На то время я знала, что мой папа лучше всех разбирается в машинах и механизмах. Его приглашали ремонтировать не только мукомольное оборудование и маслобойные прессы на местной мельнице, но и в другие места, где выходили из строя электрические двигатели, автоматы и полуавтоматы, любая техника, полученная по репарациям. Оборудование это было не новым, часто требовало ремонтов, в частности по той причине, что не всегда правильно эксплуатировалось. Разобраться и устранить поломки в нем местные механики не умели. А папа умел и учил других, как надо на этом оборудовании работать, как делать профилактические ремонты, ну, и сам ремонтировал, конечно, если требовалось устранить аварию. Его приглашали даже в другие города, на крупные предприятия: тогда, в послевоенное время, было много производств, оснащенных оборудованием из побежденной Германии, а соответствующих специалистов не было. Папу знали, хотя он был самоучкой, но талантливым, незаурядным. Он иногда брал меня с собой, не в командировки, конечно, а когда работал в поселке или окрестных селах. Показывал, как работают машины, агрегаты, объяснял, где и почему случилась поломка. И странно — мне все было понятно.
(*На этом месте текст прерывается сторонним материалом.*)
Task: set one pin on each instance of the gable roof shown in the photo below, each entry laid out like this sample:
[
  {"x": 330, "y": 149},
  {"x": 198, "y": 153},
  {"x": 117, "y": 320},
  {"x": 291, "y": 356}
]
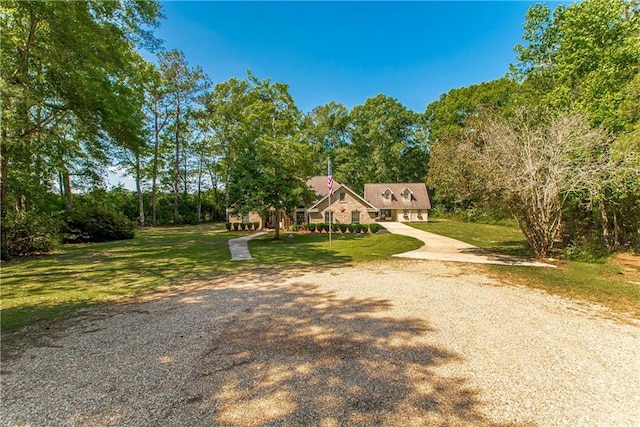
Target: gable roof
[
  {"x": 368, "y": 205},
  {"x": 373, "y": 193}
]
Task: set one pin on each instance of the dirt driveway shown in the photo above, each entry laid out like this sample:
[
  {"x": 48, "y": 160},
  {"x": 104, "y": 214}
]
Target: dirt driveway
[
  {"x": 441, "y": 248},
  {"x": 403, "y": 342}
]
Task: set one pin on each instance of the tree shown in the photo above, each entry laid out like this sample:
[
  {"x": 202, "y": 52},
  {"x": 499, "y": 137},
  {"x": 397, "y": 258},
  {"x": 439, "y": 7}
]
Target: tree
[
  {"x": 450, "y": 121},
  {"x": 53, "y": 71},
  {"x": 326, "y": 130},
  {"x": 184, "y": 86},
  {"x": 533, "y": 169},
  {"x": 388, "y": 143},
  {"x": 268, "y": 161},
  {"x": 585, "y": 57}
]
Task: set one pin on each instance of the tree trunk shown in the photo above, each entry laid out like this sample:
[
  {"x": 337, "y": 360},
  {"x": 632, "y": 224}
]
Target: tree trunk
[
  {"x": 154, "y": 174},
  {"x": 606, "y": 234},
  {"x": 139, "y": 191},
  {"x": 277, "y": 225},
  {"x": 66, "y": 185},
  {"x": 4, "y": 187},
  {"x": 176, "y": 179},
  {"x": 200, "y": 190}
]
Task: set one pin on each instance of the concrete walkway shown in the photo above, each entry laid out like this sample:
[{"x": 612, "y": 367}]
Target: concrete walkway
[
  {"x": 239, "y": 247},
  {"x": 440, "y": 248}
]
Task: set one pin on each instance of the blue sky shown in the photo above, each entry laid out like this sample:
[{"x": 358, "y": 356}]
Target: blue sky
[{"x": 349, "y": 51}]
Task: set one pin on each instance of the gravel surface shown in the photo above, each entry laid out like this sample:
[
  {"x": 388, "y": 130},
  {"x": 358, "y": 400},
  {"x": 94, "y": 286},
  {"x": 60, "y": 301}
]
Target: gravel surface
[{"x": 402, "y": 342}]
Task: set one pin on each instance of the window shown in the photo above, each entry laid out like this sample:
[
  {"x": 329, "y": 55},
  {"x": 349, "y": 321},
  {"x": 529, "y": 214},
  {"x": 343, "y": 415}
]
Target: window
[
  {"x": 328, "y": 217},
  {"x": 299, "y": 218}
]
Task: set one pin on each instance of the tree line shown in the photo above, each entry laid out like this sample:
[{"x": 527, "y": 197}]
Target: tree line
[{"x": 553, "y": 144}]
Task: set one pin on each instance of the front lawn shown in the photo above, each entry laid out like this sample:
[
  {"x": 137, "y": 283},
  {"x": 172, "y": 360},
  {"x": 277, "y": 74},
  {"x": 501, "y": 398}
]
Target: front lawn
[
  {"x": 79, "y": 276},
  {"x": 313, "y": 249}
]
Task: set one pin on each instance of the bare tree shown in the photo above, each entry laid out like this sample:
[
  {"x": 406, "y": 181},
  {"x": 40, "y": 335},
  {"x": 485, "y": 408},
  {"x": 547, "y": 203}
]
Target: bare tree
[{"x": 534, "y": 167}]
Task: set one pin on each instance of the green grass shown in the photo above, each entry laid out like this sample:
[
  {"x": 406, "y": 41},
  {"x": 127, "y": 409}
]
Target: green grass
[
  {"x": 497, "y": 238},
  {"x": 49, "y": 287},
  {"x": 614, "y": 283},
  {"x": 313, "y": 249}
]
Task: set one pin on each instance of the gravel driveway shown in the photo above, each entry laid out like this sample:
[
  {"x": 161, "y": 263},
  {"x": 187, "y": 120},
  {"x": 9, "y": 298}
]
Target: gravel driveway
[{"x": 403, "y": 342}]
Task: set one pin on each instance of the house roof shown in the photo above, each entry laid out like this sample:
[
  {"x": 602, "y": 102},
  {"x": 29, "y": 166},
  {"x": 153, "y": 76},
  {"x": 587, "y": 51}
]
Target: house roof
[
  {"x": 373, "y": 193},
  {"x": 338, "y": 187}
]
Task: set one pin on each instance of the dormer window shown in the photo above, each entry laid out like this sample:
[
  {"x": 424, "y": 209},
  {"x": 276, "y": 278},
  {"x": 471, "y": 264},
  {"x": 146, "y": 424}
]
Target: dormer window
[{"x": 406, "y": 195}]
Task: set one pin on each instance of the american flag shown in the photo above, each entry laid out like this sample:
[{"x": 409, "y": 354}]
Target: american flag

Кроме того, папа был удивительным рассказчиком. Обладая цепкой памятью, он носил в себе всю историю своего народа, усвоенную им как по собственным воспоминаниям из жизни в Багдаде, так и по рассказам, слышанным еще в детстве от багдадских старожилов. Знал русскую историю, не говоря уже об истории нашего поселка. Где бы он ни появлялся, вокруг него сразу же возникала толпа любопытных и заинтересованных собеседников. Одни задавали вопросы, другие просто слушали.

И наконец, папа разбирался во многих других вещах.

О каждой грани его таланта я расскажу отдельно. Здесь же подчеркну, что для меня было естественным фактом, что папу везде знали. Видимо, и тут, куда мы приехали, папу знали, потому что когда–то обращались к нему за помощью.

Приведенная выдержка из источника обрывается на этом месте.